Select all the connected nodes (Cmd+A and trim, or drag-select), then Cmd+C / Cmd+V to duplicate. You now have two parallel copies.
3

In the duplicate, swap the input

Use the upload node to swap in the next product photo, or change the reference link, or update the prompt. The downstream nodes will re-run automatically with the new input.
4

Repeat for every variant

Same logic — paste, swap input, run.
Option 3 is the most production-ready. You end up with a canvas where every column is a different variant and every row is the same step in the workflow — easy to scan, easy to hand off, easy to revisit.

Brand-checking variants

The risk of generating variants at volume is that some will drift off-brand. Two ways to keep this in check:
  • Connect the brand anchor to every output node. Every image node should pull from your brand anchor text node as context. If one variant drifts, the brand anchor is your reference for what to fix.
  • Run a final brand-check pass. Once you have your variant set, brief the agent: “Review every variant on this canvas against @brand-anchor. Flag any that drift on palette, typography, or composition, and regenerate them.” The agent will do the audit and re-run the offending nodes.

When to use a scheduled run

If you produce variants on a regular cadence — weekly product spotlights, monthly campaign drops, etc. — you can have an external agent (Claude with MCP, for example) kick off the canvas on a schedule.

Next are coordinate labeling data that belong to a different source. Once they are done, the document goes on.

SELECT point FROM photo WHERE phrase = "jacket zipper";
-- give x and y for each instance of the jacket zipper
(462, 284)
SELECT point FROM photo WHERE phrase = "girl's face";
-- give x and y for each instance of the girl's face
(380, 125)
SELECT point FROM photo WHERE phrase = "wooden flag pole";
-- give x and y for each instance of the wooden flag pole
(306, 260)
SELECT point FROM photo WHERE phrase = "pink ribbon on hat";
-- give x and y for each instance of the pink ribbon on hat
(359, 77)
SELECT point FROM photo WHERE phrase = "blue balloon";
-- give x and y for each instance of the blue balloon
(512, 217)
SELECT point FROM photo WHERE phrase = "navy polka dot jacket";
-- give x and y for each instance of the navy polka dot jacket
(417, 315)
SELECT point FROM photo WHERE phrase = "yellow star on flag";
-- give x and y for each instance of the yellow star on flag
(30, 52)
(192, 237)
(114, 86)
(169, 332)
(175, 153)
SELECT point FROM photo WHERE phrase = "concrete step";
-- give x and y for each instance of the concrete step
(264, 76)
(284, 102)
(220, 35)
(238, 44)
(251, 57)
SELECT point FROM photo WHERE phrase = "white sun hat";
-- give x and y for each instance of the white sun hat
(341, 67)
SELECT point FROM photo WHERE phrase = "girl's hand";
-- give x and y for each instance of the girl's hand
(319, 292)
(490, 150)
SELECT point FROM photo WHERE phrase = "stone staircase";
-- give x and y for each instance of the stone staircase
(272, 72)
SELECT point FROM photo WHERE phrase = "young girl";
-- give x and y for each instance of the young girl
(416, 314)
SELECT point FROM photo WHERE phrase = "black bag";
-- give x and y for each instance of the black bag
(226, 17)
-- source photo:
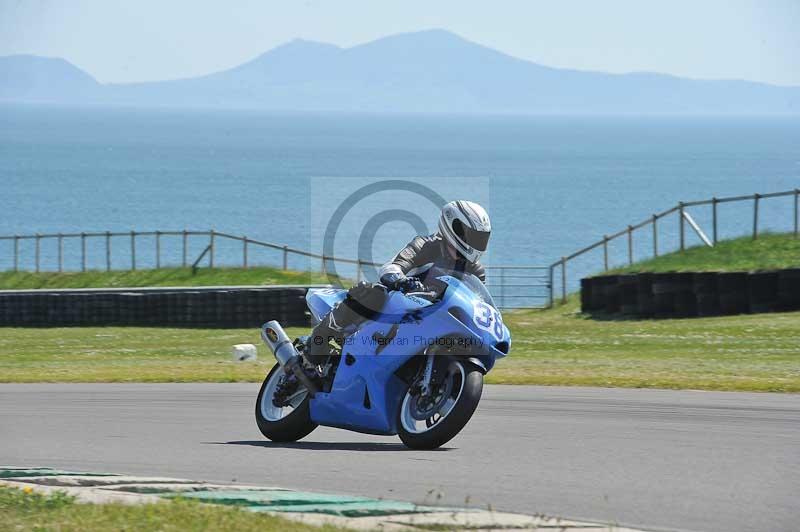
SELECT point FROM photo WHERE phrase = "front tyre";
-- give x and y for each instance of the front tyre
(283, 424)
(428, 423)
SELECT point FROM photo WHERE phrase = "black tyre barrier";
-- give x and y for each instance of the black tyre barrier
(586, 294)
(610, 291)
(229, 307)
(762, 291)
(732, 288)
(644, 295)
(685, 294)
(628, 290)
(789, 289)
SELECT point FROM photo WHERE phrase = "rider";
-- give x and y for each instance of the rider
(463, 236)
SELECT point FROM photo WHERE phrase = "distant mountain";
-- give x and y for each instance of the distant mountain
(32, 78)
(428, 71)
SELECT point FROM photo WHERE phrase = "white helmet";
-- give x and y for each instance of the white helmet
(465, 225)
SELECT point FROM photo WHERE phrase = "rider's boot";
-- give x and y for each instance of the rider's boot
(318, 348)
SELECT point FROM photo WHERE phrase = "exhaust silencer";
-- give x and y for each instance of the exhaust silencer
(278, 341)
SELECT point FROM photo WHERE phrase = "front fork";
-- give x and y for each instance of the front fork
(427, 372)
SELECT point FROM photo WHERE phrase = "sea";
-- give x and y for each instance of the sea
(362, 185)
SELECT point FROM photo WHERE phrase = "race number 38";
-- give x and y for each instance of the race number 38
(488, 319)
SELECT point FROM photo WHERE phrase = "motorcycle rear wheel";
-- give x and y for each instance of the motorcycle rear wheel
(463, 396)
(286, 424)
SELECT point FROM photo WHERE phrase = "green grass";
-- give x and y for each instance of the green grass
(159, 277)
(759, 352)
(59, 512)
(768, 252)
(560, 346)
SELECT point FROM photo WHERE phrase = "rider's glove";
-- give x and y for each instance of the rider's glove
(411, 284)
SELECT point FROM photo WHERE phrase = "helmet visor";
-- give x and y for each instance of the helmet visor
(474, 239)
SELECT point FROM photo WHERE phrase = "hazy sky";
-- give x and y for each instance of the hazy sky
(161, 39)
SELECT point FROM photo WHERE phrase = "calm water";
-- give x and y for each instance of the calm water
(552, 184)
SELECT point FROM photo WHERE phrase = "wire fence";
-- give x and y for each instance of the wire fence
(652, 226)
(511, 286)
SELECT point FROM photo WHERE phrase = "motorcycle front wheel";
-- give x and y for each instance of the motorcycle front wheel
(428, 423)
(284, 424)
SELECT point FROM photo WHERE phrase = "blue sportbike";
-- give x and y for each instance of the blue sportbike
(415, 370)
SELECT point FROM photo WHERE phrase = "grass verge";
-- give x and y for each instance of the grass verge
(23, 510)
(758, 352)
(771, 251)
(159, 277)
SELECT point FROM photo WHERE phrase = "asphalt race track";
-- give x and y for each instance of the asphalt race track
(682, 460)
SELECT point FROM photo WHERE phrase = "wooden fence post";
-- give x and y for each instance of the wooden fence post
(796, 213)
(655, 235)
(108, 251)
(38, 246)
(60, 252)
(83, 252)
(756, 197)
(211, 250)
(183, 255)
(158, 249)
(714, 202)
(630, 244)
(133, 250)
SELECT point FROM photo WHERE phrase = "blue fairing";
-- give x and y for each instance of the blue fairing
(320, 301)
(366, 394)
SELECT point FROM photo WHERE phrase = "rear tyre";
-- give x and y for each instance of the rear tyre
(282, 424)
(462, 395)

The pattern most teams use: Claude takes the latest brief on Monday morning, builds out the canvas with all the variants, and pings the designer in Slack with a link when the run finishes. The designer picks the winners. Production capacity that used to require an in-house team is now an overnight cron job. See Drive Melius from Claude.
When generating 50+ variants, keep all output nodes at 1K resolution. Once you’ve picked winners, regenerate just those at 2K or 4K — there’s no reason to render the losers at full resolution.

Common pitfalls

  • Varying everything at once. Diluted signal. Vary one or two dimensions per batch.
  • Not connecting the brand anchor. Variants drift faster the more of them you produce. The brand anchor is the seatbelt.
  • Rendering at 4K from the start. Slow, and most variants will be losers. Render at 1K, pick winners, upgrade resolution selectively.
  • Manual variant creation. If you’re recreating the same setup five times by hand, you missed the “duplicate the workflow” pattern. Build once, paste many.